輸血を通じてドナーの脳内出血リスクがレシピエントに引き継がれる?
Intracerebral Hemorrhage Among Blood Donors and Their Transfusion Recipients
背景
脳アミロイド血管症は、認知的に問題のない高齢者でも5%以上に認められる、高血圧に次ぐ特発性脳内出血(ICH)の原因であるが、2015年のNature論文は、これが伝染性である可能性を示唆している(https://doi.org/10.1038/nature15369)。
スウェーデンKarolinska InstitutetのZhaoらは、スウェーデンの759,858名からなる一次コホート、デンマークの329,512名からなる検証コホート、および両国で1970年以降、赤血球輸血を受けた5〜80歳の全患者1,089,370名において、単回または複数回の特発性ICHを発症したドナーから赤血球輸血を受けた患者で、特発性ICHリスクが増加するかを探索的に検証した。
結論
特発性ICHを複数回発症したドナーから輸血を受けた患者では、特発性ICHを発症するリスクが有意に高かった(スウェーデンコホートの調整ハザード比 2.73, デンマークのハザード比 2.32)。

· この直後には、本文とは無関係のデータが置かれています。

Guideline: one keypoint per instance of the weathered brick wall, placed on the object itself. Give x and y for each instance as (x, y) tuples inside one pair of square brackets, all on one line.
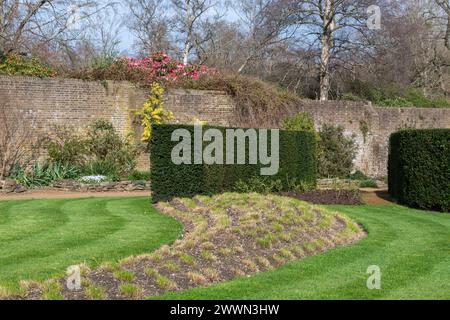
[(77, 102), (372, 127)]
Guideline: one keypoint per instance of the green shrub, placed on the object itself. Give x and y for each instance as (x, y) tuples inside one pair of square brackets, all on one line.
[(393, 95), (42, 174), (358, 175), (300, 122), (337, 152), (259, 185), (419, 168), (111, 154), (66, 146), (101, 167), (368, 183), (18, 65), (297, 161), (136, 175)]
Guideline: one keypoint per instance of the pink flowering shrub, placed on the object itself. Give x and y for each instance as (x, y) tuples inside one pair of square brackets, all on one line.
[(159, 67)]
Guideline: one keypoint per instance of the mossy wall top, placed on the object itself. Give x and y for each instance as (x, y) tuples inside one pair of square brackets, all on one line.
[(77, 102)]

一方、特発性ICHを1回だけ発症したドナーから輸血を受けた患者では、特発性ICHリスクの増加は認められなかった。
また、虚血性脳卒中についても有意な差は認められなかった。
評価
ドナー・レシピエント歴も含めてすべての医療記録が電子化されているスウェーデン・デンマークでのみ可能な研究で、複数回のICH発症歴のあるドナー(脳アミロイド血管症が疑われる)から赤血球輸血を受けた患者では、ICHリスクが増加するという驚くべき関連を明らかにした。
脳梗塞については関連がみられなかったことも含め、脳アミロイド血管症の伝染性を示唆する結果で、機序の掘り下げが望まれる。